Federated Variational Inference for Bayesian Mixture Models
Jackie Rao, Francesca L. Crowe, Tom Marshall, Sylvia Richardson, Paul D. W. Kirk
TL;DR
This work addresses scalable, privacy-preserving clustering of large binary and categorical datasets in a federated setting. It introduces FedMerDel, a one-shot federated variational algorithm that performs local merge/delete moves (MerDel) within data batches and then a principled global merge across batches using the ELBO objective, without sharing raw data. Empirical results on simulations, MNIST, and THIN EHR data show FedMerDel achieves clustering accuracy close to centralized methods while offering substantial speedups and robustness to batch heterogeneity, with a viable variable selection extension for noisy features. The approach has practical impact for population-level disease clustering and multimorbidity analysis in healthcare, enabling scalable, privacy-aware analysis across institutions.
Abstract
We present a federated learning approach for Bayesian model-based clustering of large-scale binary and categorical datasets.

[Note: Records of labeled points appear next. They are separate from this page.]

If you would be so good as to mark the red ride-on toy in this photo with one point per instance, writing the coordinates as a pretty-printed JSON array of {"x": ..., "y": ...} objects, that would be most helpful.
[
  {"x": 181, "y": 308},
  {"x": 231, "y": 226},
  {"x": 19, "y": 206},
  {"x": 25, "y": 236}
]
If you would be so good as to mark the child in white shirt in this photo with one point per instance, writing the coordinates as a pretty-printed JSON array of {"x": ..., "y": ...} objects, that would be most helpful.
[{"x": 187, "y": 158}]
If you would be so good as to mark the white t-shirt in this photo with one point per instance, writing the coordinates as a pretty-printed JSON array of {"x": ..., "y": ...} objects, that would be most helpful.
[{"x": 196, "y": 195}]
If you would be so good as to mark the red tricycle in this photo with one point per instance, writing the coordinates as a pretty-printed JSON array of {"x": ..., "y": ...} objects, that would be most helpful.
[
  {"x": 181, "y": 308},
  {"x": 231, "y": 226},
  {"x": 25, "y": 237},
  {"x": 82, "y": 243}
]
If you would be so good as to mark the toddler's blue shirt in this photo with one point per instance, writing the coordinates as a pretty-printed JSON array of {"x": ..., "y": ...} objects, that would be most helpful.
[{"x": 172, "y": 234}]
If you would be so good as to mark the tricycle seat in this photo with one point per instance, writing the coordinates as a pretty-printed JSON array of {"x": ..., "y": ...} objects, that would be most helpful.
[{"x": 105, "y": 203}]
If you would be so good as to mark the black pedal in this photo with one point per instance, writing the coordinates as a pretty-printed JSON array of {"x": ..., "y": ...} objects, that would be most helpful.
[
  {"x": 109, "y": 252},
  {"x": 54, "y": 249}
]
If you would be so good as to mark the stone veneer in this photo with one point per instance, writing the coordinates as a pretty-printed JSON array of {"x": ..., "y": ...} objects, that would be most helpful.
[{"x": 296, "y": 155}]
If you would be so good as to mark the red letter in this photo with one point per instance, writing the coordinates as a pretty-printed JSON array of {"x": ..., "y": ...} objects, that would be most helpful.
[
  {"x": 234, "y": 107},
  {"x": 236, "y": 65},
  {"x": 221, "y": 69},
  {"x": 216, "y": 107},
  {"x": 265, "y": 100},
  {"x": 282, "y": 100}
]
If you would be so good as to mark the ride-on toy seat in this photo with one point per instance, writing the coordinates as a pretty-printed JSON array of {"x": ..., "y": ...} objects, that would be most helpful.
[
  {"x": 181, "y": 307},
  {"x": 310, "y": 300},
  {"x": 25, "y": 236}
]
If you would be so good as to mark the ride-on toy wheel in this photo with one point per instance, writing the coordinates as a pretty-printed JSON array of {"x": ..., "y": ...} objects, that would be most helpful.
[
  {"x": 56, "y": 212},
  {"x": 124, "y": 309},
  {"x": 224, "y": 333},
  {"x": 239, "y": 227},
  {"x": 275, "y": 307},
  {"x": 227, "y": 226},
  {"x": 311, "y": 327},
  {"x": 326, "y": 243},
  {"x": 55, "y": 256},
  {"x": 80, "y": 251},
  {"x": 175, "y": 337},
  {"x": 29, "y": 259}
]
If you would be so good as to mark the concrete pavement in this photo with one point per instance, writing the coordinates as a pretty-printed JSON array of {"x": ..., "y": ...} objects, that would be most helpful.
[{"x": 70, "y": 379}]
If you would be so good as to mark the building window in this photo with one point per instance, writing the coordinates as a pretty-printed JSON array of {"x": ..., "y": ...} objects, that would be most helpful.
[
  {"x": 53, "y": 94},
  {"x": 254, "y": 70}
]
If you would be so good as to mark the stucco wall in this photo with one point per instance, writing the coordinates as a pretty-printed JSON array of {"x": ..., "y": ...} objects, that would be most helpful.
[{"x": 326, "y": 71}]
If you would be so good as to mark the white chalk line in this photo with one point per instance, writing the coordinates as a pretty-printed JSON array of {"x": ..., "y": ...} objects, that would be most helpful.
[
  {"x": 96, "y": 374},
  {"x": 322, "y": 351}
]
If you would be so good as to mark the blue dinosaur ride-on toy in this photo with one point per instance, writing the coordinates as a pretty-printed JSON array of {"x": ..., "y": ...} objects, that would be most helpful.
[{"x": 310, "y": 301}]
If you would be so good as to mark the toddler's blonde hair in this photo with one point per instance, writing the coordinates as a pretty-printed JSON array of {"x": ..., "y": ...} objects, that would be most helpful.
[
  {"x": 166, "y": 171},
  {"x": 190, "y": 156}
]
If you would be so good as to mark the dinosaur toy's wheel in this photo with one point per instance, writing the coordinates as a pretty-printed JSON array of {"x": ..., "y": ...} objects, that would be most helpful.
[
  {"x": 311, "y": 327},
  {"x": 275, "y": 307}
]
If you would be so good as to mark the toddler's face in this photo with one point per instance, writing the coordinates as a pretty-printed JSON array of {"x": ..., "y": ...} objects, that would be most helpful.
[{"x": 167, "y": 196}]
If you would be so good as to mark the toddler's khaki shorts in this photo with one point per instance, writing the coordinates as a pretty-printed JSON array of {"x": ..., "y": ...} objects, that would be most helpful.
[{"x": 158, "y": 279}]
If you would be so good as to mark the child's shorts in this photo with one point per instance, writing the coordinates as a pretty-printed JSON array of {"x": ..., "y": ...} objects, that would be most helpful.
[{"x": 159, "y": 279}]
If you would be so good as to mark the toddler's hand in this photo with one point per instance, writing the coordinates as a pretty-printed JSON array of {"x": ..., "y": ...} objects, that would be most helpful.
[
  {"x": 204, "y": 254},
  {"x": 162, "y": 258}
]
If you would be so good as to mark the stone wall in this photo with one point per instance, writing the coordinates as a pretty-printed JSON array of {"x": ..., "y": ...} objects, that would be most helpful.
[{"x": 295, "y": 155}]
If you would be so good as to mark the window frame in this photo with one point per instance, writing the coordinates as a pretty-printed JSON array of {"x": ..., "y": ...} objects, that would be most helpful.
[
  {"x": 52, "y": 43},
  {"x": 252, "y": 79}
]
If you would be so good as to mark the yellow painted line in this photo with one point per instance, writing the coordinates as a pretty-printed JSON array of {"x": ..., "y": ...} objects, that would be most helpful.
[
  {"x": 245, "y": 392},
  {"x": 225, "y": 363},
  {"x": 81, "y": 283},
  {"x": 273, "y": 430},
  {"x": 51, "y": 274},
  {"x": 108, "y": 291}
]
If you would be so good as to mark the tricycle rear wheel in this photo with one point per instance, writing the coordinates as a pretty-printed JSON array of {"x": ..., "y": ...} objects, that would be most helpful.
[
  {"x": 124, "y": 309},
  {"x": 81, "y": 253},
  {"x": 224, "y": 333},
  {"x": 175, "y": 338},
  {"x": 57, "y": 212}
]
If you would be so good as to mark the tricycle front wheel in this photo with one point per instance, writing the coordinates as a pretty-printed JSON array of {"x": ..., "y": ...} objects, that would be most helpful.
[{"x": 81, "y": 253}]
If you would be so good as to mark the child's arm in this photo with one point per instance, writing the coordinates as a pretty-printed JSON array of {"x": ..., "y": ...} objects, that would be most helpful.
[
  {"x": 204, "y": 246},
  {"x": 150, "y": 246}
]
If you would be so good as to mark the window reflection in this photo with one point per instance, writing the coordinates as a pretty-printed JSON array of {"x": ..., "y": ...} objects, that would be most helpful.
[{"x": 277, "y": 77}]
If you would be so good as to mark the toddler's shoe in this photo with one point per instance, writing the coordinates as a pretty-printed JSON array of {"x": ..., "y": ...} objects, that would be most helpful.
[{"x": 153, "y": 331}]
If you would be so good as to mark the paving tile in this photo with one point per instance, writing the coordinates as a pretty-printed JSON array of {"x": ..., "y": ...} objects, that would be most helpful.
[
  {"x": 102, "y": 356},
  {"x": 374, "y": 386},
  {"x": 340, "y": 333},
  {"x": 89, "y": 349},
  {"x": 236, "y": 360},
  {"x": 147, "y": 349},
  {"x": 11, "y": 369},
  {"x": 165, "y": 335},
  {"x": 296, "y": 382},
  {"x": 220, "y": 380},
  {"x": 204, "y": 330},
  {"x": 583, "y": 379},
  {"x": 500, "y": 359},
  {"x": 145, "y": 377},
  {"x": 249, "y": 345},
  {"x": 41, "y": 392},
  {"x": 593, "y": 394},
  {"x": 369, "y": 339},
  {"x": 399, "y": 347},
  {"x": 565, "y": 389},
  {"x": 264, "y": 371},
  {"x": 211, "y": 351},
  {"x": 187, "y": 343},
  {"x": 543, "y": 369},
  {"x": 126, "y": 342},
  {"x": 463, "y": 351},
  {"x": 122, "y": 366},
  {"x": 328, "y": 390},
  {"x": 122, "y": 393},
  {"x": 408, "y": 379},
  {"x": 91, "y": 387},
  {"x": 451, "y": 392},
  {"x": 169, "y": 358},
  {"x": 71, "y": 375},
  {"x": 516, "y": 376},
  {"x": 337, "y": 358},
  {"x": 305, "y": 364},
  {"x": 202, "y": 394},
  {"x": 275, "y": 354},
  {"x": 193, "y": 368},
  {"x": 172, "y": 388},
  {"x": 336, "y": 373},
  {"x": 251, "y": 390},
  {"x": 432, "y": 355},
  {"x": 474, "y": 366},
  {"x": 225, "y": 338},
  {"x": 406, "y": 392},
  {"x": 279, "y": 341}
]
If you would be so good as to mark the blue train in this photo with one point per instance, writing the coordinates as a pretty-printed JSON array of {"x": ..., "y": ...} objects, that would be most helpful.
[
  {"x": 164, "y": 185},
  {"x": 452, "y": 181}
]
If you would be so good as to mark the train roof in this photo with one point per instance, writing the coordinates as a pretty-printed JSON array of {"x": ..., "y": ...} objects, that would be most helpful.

We introduce a principled 'divide and conquer' inference procedure using variational inference with local merge and delete moves within batches of the data in parallel, followed by 'global' merge moves across batches to find global clustering structures. We show that these merge moves require only summaries of the data in each batch, enabling federated learning across local nodes without requiring the full dataset to be shared. Empirical results on simulated and benchmark datasets demonstrate that our method performs well in comparison to existing clustering algorithms. We validate the practical utility of the method by applying it to large scale electronic health record (EHR) data.